On the gluon shadowing effect in light and heavy nuclei at small $x$

TL;DR

This paper develops new TMD gluon densities for nuclei using a color dipole formalism and geometrical scaling, fitting experimental data to predict gluon shadowing effects at small x across different nuclei.

Contribution

It introduces a novel method combining the color dipole approach with geometrical scaling to derive nuclear gluon distributions from proton TMD gluon densities.

Findings

Derived nuclear gluon distributions consistent with experimental data.

Predicted gluon shadowing effects at small x for various nuclei.

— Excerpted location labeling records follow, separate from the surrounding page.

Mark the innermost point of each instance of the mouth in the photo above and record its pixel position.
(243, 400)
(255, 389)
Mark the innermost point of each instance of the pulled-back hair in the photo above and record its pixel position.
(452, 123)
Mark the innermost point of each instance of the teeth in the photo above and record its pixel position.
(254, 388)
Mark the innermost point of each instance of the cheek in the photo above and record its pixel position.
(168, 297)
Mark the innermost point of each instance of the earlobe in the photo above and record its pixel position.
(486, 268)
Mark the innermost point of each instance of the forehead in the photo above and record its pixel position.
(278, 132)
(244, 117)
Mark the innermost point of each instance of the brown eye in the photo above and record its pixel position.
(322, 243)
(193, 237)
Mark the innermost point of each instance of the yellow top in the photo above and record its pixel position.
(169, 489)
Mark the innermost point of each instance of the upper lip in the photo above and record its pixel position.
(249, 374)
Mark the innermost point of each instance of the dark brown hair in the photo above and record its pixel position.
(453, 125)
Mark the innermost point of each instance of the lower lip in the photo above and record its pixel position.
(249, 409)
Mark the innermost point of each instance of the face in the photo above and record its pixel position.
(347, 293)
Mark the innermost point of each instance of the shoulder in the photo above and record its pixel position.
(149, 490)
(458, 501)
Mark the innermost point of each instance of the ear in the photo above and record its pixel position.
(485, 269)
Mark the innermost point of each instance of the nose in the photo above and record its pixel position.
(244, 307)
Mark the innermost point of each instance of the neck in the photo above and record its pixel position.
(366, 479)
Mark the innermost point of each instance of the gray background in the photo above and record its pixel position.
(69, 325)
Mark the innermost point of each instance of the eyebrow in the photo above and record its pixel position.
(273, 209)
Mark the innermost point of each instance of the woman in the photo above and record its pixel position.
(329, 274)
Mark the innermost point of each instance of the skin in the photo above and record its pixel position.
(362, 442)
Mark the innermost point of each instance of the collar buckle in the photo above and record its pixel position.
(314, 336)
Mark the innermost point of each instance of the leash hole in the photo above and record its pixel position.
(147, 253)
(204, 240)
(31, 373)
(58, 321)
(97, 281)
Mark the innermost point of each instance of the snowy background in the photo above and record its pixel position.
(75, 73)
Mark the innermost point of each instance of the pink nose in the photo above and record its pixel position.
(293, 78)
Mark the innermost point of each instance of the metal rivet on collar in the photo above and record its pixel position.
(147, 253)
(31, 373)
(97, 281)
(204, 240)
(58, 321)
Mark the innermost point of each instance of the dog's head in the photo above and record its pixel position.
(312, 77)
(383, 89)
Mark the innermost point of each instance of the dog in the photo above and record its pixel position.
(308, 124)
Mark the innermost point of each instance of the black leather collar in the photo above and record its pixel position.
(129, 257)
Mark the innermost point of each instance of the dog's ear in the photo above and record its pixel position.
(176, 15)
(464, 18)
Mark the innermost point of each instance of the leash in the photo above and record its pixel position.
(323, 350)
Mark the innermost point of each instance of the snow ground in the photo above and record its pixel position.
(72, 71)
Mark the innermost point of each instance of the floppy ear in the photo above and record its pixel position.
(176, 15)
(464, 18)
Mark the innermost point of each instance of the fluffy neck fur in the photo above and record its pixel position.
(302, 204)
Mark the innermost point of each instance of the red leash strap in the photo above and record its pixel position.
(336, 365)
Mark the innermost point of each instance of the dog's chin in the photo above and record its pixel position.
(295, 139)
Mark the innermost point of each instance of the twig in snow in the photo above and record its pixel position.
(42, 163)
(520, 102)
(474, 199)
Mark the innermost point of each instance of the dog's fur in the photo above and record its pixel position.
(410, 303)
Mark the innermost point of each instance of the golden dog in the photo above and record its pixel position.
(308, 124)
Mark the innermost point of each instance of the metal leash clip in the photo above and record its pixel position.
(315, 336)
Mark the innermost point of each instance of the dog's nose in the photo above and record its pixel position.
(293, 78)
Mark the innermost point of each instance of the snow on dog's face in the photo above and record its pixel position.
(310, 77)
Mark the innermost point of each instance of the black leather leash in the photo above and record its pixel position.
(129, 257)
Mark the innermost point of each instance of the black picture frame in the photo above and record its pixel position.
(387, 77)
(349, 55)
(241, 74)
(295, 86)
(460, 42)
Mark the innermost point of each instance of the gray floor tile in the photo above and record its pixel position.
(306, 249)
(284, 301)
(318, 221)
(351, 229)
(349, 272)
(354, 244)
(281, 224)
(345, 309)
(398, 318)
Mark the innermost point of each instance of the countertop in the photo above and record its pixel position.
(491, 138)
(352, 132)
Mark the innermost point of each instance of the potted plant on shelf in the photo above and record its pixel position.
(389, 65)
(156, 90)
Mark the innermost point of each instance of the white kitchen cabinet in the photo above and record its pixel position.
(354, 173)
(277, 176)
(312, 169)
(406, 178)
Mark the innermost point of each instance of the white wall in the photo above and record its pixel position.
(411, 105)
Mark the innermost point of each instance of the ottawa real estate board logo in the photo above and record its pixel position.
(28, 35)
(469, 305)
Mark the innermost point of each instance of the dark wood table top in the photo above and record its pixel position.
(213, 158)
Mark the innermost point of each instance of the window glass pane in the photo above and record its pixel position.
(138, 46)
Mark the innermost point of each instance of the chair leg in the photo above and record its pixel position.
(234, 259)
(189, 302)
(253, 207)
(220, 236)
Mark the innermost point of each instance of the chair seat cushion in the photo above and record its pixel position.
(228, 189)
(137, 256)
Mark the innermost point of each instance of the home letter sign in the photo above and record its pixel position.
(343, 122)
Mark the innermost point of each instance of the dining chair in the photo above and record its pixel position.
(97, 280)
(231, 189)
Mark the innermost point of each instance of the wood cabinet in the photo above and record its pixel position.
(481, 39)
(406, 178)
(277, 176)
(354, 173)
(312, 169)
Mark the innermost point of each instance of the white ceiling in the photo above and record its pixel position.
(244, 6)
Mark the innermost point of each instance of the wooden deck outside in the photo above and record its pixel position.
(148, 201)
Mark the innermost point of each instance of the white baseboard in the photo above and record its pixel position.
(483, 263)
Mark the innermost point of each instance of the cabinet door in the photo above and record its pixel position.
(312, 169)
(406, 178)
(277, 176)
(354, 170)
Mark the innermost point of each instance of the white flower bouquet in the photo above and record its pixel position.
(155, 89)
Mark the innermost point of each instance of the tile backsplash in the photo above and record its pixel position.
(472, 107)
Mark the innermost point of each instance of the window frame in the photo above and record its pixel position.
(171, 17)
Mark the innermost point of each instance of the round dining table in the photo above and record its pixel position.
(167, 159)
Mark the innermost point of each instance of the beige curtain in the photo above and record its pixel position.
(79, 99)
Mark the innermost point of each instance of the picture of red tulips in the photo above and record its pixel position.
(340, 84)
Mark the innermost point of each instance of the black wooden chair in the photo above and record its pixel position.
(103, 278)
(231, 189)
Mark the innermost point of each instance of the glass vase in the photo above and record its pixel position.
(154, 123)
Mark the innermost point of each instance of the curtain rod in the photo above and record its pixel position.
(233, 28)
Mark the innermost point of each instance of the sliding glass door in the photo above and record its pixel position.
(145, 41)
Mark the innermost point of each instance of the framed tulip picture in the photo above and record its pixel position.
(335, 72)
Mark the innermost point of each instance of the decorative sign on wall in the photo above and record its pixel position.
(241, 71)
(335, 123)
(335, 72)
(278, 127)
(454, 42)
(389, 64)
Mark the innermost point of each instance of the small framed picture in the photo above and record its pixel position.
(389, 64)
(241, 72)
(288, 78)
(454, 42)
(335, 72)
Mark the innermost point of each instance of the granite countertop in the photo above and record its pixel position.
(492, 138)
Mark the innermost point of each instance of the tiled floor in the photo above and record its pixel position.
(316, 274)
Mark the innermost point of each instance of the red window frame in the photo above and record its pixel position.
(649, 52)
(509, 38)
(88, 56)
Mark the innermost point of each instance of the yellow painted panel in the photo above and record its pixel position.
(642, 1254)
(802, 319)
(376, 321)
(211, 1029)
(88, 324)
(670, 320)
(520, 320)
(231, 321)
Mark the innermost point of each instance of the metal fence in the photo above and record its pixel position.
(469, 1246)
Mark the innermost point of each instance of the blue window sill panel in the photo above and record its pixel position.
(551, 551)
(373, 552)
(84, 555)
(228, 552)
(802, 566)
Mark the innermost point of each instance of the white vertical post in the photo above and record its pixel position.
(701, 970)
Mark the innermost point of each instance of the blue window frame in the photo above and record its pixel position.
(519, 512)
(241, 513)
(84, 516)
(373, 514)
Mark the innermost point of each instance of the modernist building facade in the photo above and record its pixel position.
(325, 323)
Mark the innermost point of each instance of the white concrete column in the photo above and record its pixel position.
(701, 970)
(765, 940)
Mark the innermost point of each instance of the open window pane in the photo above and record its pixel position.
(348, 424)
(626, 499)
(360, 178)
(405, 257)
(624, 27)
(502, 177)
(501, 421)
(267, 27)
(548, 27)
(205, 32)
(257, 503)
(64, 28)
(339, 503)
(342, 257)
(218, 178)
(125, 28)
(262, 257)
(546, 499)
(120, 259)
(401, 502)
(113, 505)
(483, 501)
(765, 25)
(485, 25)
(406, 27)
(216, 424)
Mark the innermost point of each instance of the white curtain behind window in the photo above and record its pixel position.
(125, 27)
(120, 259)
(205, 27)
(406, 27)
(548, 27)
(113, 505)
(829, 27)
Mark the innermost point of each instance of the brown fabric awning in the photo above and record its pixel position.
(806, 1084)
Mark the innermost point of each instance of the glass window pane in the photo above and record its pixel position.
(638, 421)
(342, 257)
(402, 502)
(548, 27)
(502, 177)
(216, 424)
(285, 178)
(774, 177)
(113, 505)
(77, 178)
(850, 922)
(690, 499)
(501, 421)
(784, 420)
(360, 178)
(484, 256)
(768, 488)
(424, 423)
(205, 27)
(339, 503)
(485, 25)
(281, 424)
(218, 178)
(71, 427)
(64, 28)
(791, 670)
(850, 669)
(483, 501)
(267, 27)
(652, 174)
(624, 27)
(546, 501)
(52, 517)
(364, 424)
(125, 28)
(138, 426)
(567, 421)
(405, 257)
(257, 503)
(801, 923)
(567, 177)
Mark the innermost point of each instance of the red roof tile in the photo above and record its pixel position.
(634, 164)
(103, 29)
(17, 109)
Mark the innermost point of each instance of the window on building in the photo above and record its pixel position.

Compared results with existing models and approaches.

Abstract

We propose new Transverse Momentum Dependent (TMD) gluon densities in nuclei. Our method is based on a combination of the color dipole scattering formalism, within which we interpret the nuclear deep inelastic structure functions $F_2^{A}(x, Q^2)$ and well established property of geometrical scaling from nucleons to nuclei. As an input, we employ the TMD gluon density in a proton which provides a self-consistent simultaneous description of the numerous HERA and LHC data on $pp$, $ep$ and $\gamma p$ processes. After fitting the relevant phenomenological parameters to the experimental data on the ratios $F_2^{A}(x, Q^2)/F_2^{A^\prime}(x, Q^2)$ for several nuclear targets $A$ and $A^\prime$, we derive the corresponding nuclear gluon distributions. Then, we make predictions for gluon shadowing effects at small Bjorken $x$ in their dependence of the mass number $A$. A comparison with other approaches is given.